The purpose of this API is to give users an overview of all the datasets available to them and to allow them to drill down on those results by filtering based upon keys and key/value pairs.

This API could be used to build a webapp that allows users to get an “eagle-eye” view of their data.

Installation

This plugin depends on having installed and configured a dtool-lookup-server. This plugin can then be installed by running the commands below.

git clone https://github.com/jic-dtool/dtool-lookup-server-annotation-filter-plugin.git
cd dtool-lookup-server-annotation-filter-plugin
python setup.py install

See dtool-lookup-server for more information about the setup of the base system.

Routes

This plugin has five routes.

  • POST /annotation_filter_plugin/annotation_keys

  • POST /annotation_filter_plugin/annotation_values

  • POST /annotation_filter_plugin/num_datasets

  • POST /annotation_filter_plugin/datasets

  • GET /annotation_filter_plugin/version

The first gives access to all annotations keys that have are present on at least one dataset with a basic value. The keys will only be extracted from datasets that pass any annotation filter in the post request. The response from this route includes information about the number of datasets associated with each key.

The second gives access to all values for the keys specified in the post request. The values will only be extracted from the datasets that pass the annotation filter in the post request.
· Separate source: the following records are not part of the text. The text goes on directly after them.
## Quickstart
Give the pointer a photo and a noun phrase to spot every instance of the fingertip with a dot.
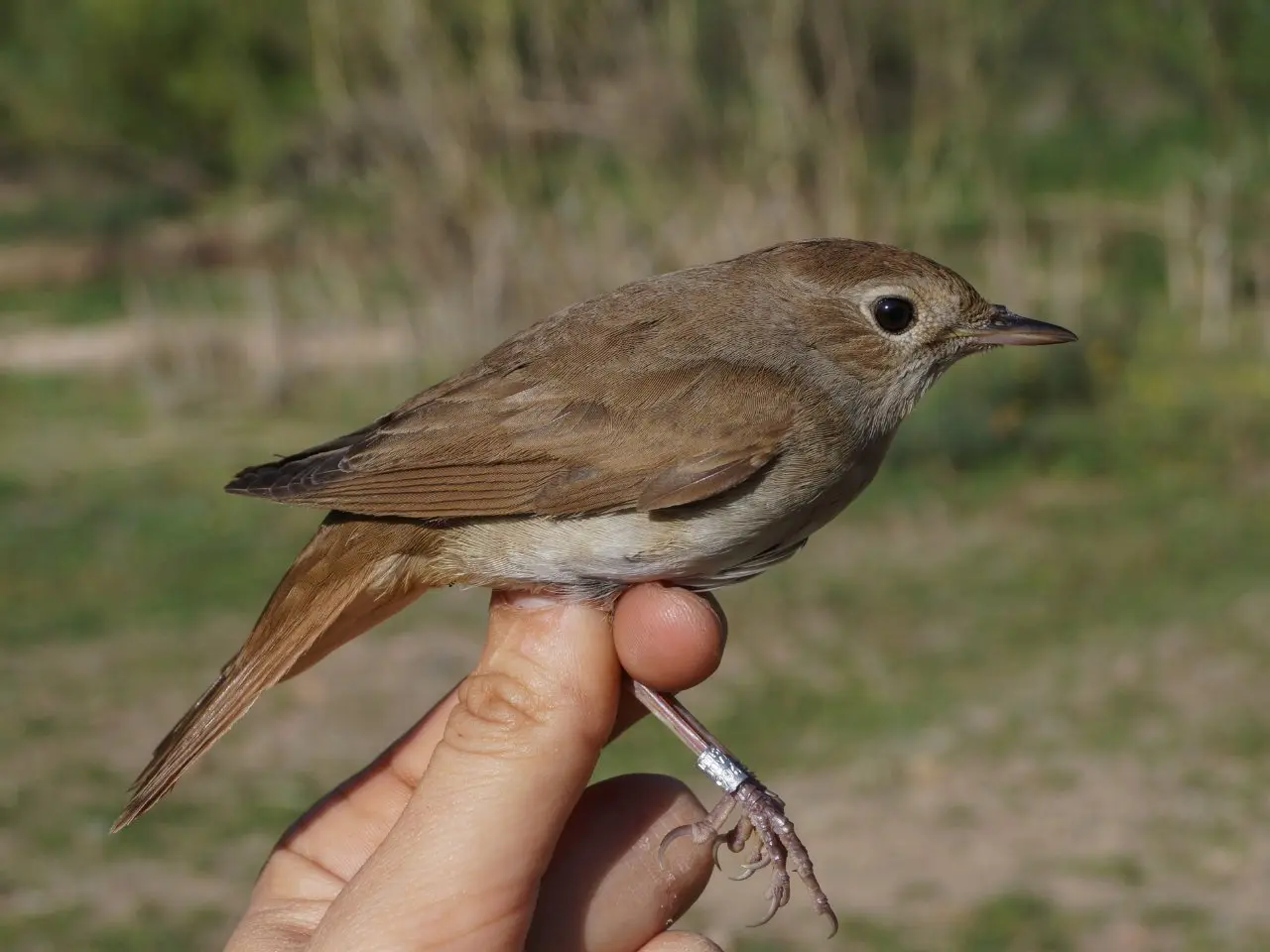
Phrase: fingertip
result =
(668, 638)
(604, 888)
The response form this route includes information about the number of datasets associated with each key/value pair.

The third gives the number of datasets given a particular annotation filter.
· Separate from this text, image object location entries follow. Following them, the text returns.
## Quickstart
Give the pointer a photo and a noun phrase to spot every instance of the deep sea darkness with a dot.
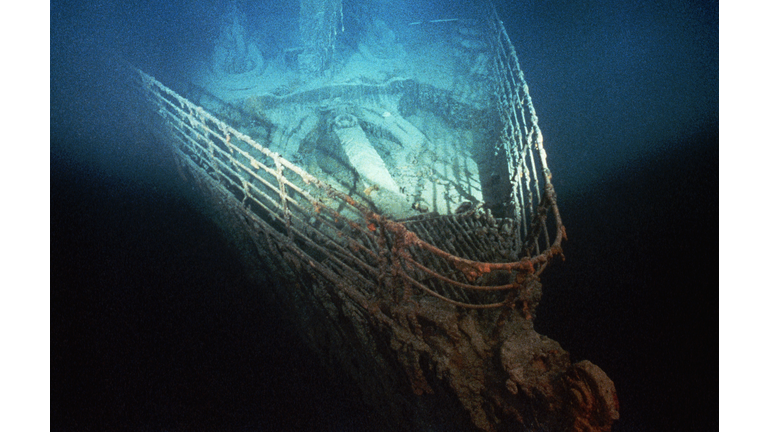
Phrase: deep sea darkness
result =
(154, 326)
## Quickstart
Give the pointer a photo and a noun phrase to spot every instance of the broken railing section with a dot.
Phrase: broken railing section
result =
(338, 234)
(532, 196)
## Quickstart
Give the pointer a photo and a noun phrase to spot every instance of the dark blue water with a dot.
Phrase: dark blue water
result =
(154, 326)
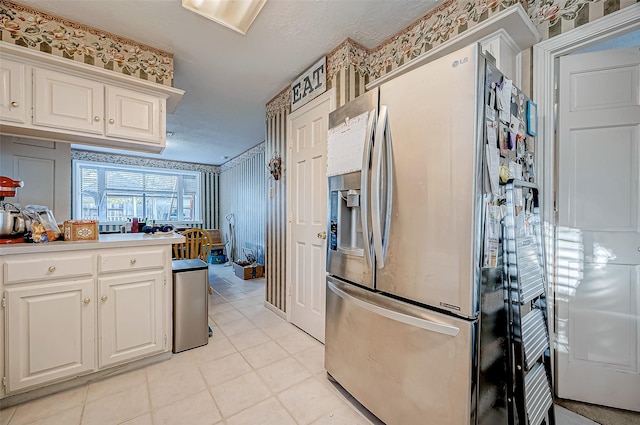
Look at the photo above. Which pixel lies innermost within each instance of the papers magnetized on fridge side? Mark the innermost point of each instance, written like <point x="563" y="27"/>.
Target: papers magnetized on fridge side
<point x="345" y="145"/>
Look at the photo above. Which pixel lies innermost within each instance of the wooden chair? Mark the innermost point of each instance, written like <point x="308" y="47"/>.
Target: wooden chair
<point x="216" y="240"/>
<point x="196" y="246"/>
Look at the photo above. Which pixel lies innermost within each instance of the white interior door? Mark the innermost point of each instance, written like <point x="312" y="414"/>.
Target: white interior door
<point x="598" y="242"/>
<point x="307" y="188"/>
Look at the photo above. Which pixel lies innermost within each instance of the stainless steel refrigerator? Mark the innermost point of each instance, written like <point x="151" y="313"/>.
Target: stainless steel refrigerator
<point x="415" y="318"/>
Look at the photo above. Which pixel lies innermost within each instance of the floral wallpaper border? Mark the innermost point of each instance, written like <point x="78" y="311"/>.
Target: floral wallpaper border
<point x="33" y="29"/>
<point x="256" y="150"/>
<point x="453" y="17"/>
<point x="279" y="103"/>
<point x="78" y="154"/>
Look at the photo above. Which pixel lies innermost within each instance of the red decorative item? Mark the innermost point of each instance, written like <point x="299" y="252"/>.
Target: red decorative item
<point x="8" y="186"/>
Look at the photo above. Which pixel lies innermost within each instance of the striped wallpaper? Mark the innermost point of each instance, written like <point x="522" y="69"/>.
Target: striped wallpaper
<point x="243" y="199"/>
<point x="350" y="67"/>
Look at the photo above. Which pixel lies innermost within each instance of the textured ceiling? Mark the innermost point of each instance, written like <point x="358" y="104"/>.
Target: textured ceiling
<point x="228" y="77"/>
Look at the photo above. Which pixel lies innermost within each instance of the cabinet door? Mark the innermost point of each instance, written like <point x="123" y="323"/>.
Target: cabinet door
<point x="12" y="91"/>
<point x="130" y="321"/>
<point x="68" y="102"/>
<point x="133" y="115"/>
<point x="50" y="332"/>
The fourth gives the list of datasets given a particular annotation filter.

The fifth returns the version of the plugin.

Filter syntax

Below are examples of JSON queries that can be posted to the routes.

No filters, i.e. get all (this only really makes sense for the /annotation_filter_plugin/annotation_keys route).

{}

Get only datasets that have the key “color”:

{
    "annotation_keys": ["color"]
}

Get only datasets that have the “color” is set to “red”:

{
    "annotations": {"color": "red"}
}

Get only datasets that have both the keys “color” and “pattern”:

{
    "annotation_keys": ["color", "pattern"]
}

Get only datasets that have the “color” is set to “red” and “pattern” set to “stripey”:

{
    "annotations": {"color": "red", "pattern": "stripey"}
}

Get only datasets that have the keys “color” and “pattern” and where the “color” is set to “red”:

{
    "annotation_keys": ["color", "pattern"],
    "annotations": {"color": "red"}
}

Limitations

  • This plugin only recognises annotations where the value is a basic type, such as a string, a number or a boolean value. In other words a dataset’s annotations where the value is a data structures such as lists and dictionaries will be ignored.

  • Datasets that do not have any annotation with a basic type as a value will not be recognised up by this plugin.

Usage

Preparation

The dtool lookup server makes use of the Authorization header to pass through the JSON web token for authorization. Below we create environment variables for the token and the header used in the curl commands:

$ TOKEN=$(flask user token olssont)
$ HEADER="Authorization: Bearer $TOKEN"

Find keys available for filtering and the number of datasets associated with them

The command below finds all annotations keys available for further filtering:

$ curl -H "$HEADER" -H "Content-Type: application/json"  \
    -X POST -d '{}'  \
    http://localhost:5000/annotation_filter_plugin/annotation_keys

The response below means that the annotation key “color” has 120 datasets associated with it and the annotation key “pattern” has 50 datasets associated with it.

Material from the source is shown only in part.